De-escalation of Antibiotic Therapy: Antibiotic
stewardship requires de-escalation of the antibiotic regimen when
necessary. This serves to prevent the unwanted effects of broad-spectrum
antibiotic overuse, such as increased resistance, cost, and adverse
events.18 Once cultures have been obtained and results are
available, antibiotic therapy should be reviewed to ascertain that the
pathogen is susceptible to the prescribed drug regimen. In addition,
consideration should be given to utilizing a more limited spectrum
antibiotic that also shows efficacy.
Sepsis Bundle (Protocol) Implementation: Clinical evidence shows that the treatment of sepsis with evidence-based protocols, or bundles, improves treatment outcomes.19
Sepsis bundles based on the Surviving Sepsis Campaign combine
individual interventions or orders with the goal of improving outcomes.

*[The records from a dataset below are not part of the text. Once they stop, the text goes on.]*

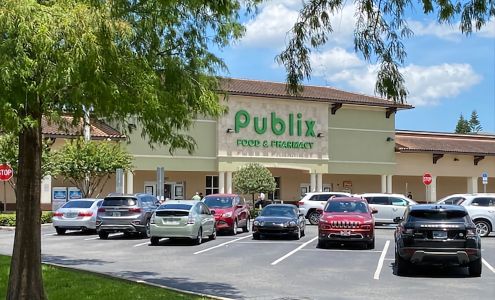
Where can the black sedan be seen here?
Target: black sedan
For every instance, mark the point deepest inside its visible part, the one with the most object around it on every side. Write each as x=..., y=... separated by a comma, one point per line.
x=279, y=219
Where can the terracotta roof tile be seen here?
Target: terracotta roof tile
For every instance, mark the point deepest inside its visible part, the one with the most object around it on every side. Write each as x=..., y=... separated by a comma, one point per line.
x=99, y=130
x=474, y=144
x=310, y=93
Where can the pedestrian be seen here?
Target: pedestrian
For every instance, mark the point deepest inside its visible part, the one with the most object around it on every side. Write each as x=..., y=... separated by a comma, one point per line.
x=196, y=196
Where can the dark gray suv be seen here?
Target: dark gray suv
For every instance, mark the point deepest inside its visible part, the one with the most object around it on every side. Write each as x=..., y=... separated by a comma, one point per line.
x=125, y=213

These bundles place labs and medications on one order form to ensure
that nothing is accidentally omitted. Unfortunately, the implementation
of clinical evidence into practice can present many difficulties,
including provider acceptance, a perception of “cookbook medicine,” and
the approval process.20 As patient advocates, pharmacists are
uniquely positioned to champion acceptance and implementation of such
bundles, as many of the interventions are medication-related. Education
of all involved professionals is key to the buy-in, proper
implementation, and success of sepsis bundles. Of course, outcomes must
be continually assessed to determine the effectiveness of the sepsis
bundle.
CONCLUSION
Sepsis infections, which can be difficult to manage, are common in
hospitalized patients, particularly ICU patients. Proper management is
vital to reducing the morbidity, mortality, and costs associated with
these infections. Since pharmacists are in a position to interact with a
variety of health care professionals, they have the opportunity to
improve patient care through the optimization of sepsis management,
including appropriate antibiotic selection, de-escalation of antibiotic
therapy, and sepsis bundle implementation.